Показ жизни плутов становится как бы отдыхом, вроде присутствия при карточной игре. Читательский интерес переходит не к счастливой, но условной развязке, а к показу обычной и бесчеловечной жизни [100].
Позиция плута (на которую Шкловский, по-видимому, проецирует и собственную биографию) предполагает в этой характеристике не только невовлеченность. Неучастие в преступлении в сочетании с острой наблюдательностью плута и производит эффект репрезентации в квадрате, доставляющей эстетическое удовольствие и развлечение не только участникам, но и зрителям. Более того, даже такой важнейший фактор гиперперформативности, как плутовская мимикрия, — это тоже проявление трикстерской рефлексивности — ведь социальные роли, которые плут имитирует, сами по себе являются масками, личинами, а не лицами. Именно эта оксюморонная комбинация характеристик (невовлеченность + гиперперформативность) и обеспечивает алиби плута: его неучастие в преступлениях «обычной и бесчеловечной жизни», его роль бесстрастного свидетеля.
Авантюрист и самозванец
Плутовская версия трикстерского мифа, в свою очередь, порождает новые вариации, которые, как правило, гипертрофируют какой-то один или несколько аспектов мифа пикаро. Так, одним из вариантов плута является авантюрист, представленный как литературными персонажами, так и многочисленными историческими фигурами XVIII–XX веков. Например, Александр Строев в выразительном очерке авантюристов Просвещения создает такой обобщенный образ этого культурно-исторического амплуа:
Для него приключения — вернейший путь к преуспеянию. Всегда и везде он посторонний, он «всеми принят, изгнан отовсюду». Рыцарь удачи не может и не хочет делать карьеру проторенными путями, как то положено дипломату, финансисту, военному или судейскому чиновнику. Он как бы аккумулирует энергию, которая не находит применения в стабильном, неменяющемся обществе. Он — паразит, необходимый для хорошего функционирования социального механизма, он — смазка, помогающая вертеться колесам государственной машины. Авантюрист служит посредником между странами, культурами и социальными слоями, между жизнью и смертью, между нашим и потусторонним, подземным миром, между мужским и женским началом, между искусством и реальностью [101].

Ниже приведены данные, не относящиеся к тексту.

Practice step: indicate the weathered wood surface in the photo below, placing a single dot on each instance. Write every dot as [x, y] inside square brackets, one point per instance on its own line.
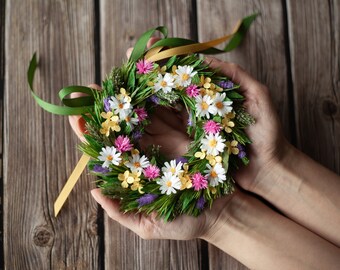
[293, 48]
[315, 52]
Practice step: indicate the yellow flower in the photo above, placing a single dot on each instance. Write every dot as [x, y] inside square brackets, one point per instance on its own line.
[129, 178]
[123, 94]
[232, 147]
[200, 155]
[185, 180]
[214, 159]
[137, 186]
[111, 123]
[126, 178]
[227, 123]
[162, 70]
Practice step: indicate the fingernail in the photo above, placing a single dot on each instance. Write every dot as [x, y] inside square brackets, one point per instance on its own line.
[95, 195]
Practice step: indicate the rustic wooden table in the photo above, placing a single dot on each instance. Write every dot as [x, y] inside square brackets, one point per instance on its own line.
[293, 48]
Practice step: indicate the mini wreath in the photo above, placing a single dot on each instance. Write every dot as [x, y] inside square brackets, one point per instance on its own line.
[145, 181]
[116, 118]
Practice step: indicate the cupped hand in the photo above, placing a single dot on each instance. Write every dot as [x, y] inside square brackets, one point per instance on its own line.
[269, 146]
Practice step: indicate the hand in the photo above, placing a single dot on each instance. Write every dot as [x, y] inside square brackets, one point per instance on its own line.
[268, 143]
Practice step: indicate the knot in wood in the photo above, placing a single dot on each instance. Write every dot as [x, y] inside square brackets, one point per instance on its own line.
[329, 108]
[42, 236]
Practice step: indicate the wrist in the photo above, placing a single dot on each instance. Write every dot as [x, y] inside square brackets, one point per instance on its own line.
[222, 219]
[278, 171]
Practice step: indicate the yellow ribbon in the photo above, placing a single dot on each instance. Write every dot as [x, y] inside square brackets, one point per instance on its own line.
[155, 55]
[65, 192]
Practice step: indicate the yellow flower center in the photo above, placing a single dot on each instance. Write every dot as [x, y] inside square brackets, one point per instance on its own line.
[213, 174]
[137, 164]
[168, 183]
[185, 77]
[219, 105]
[205, 106]
[212, 143]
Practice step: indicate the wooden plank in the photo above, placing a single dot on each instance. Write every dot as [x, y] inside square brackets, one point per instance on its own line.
[315, 46]
[122, 22]
[262, 54]
[2, 82]
[40, 148]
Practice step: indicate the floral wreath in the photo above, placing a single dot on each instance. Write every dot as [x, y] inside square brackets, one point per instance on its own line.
[116, 118]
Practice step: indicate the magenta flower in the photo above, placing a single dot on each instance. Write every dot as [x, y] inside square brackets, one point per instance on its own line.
[141, 113]
[144, 66]
[199, 181]
[151, 172]
[192, 90]
[146, 199]
[123, 144]
[211, 127]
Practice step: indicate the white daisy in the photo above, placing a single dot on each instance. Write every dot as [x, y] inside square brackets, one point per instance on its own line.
[169, 183]
[109, 155]
[165, 83]
[172, 167]
[137, 163]
[131, 121]
[222, 106]
[213, 144]
[204, 106]
[184, 75]
[121, 106]
[215, 174]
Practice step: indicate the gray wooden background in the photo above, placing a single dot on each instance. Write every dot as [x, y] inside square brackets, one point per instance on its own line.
[293, 47]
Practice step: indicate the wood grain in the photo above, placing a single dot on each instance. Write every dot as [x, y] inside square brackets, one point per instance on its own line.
[262, 54]
[40, 149]
[2, 82]
[315, 47]
[121, 24]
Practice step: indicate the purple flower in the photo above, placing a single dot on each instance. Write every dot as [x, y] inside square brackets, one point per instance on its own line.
[144, 66]
[242, 152]
[107, 104]
[181, 159]
[200, 203]
[154, 99]
[136, 135]
[146, 199]
[99, 169]
[226, 84]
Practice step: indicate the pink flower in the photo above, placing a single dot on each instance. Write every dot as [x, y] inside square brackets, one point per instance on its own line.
[211, 127]
[123, 144]
[199, 181]
[151, 172]
[192, 90]
[144, 66]
[141, 113]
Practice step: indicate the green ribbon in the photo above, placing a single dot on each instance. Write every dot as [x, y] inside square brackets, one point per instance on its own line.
[85, 104]
[72, 106]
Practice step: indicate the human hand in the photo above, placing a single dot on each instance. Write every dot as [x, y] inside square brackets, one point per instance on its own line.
[269, 146]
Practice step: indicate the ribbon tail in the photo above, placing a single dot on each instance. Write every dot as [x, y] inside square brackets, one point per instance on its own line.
[65, 192]
[74, 106]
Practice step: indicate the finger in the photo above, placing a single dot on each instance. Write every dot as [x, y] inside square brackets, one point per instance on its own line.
[111, 207]
[236, 74]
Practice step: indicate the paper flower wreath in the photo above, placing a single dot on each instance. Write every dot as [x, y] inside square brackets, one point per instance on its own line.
[116, 117]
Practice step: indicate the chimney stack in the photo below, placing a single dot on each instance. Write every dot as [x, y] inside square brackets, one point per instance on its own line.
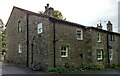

Здесь узнаются такие традиционные черты мифа трикстера, как амбивалентность и трансгрессивность, в сочетании с лиминальностью («Всегда и везде он „всеми принят, изгнан отовсюду“») и качествами медиатора. Подобно пикаро, авантюрист «повсюду чужой» и постоянно жонглирует социальными ролями и положениями:
Пересечение границы волшебным образом делает человека знатным, простолюдин превращается в графа, подобно Казанове, Сен-Жермену, С. Занновичу, Калиостро, или в принца, как Тревогин, Карл Иванов и др. <…> Но колесо Фортуны поворачивается, мода кончается, и авантюрист забыт, если не изгнан и не арестован. <…> И всякий раз он начинает жизнь сначала. Эта логика судьбы как бесконечного цикла взлетов и падений, временных смертей и все новых возрождений действует в плутовском и в приключенческом романе и в реальной жизни (22–24).
Новоявленный Протей, он, как в сказке, в мгновение ока меняет свое обличье. Королю-чудотворцу достаточно произнести лишь слово, чтобы рыцарь Фортуны обернулся инженером-гидравликом, военным или финансистом, сочинил на ходу теорию налогов, как то проделывает Джакомо Казанова за время недолгой беседы с Фридрихом Великим (20).
Причем перформативные метаморфозы авантюрист претерпевает не только в социальном, но и в гендерном плане: к примеру, шевалье д’Эона «преподносит себя либо как офицера-драгуна в женском платье, заточенного в монастырь и принужденного заниматься вышиванием, либо как амазонку, деву-воительницу» (20). Авантюрист воспринимает социум как театральные подмостки и откровенно наслаждается игрой: «Его жизнь не только азартная, но и актерская игра; он комедиант и зритель в одном лице, во всех перипетиях он смотрит на себя со стороны и восхищается собой» (21).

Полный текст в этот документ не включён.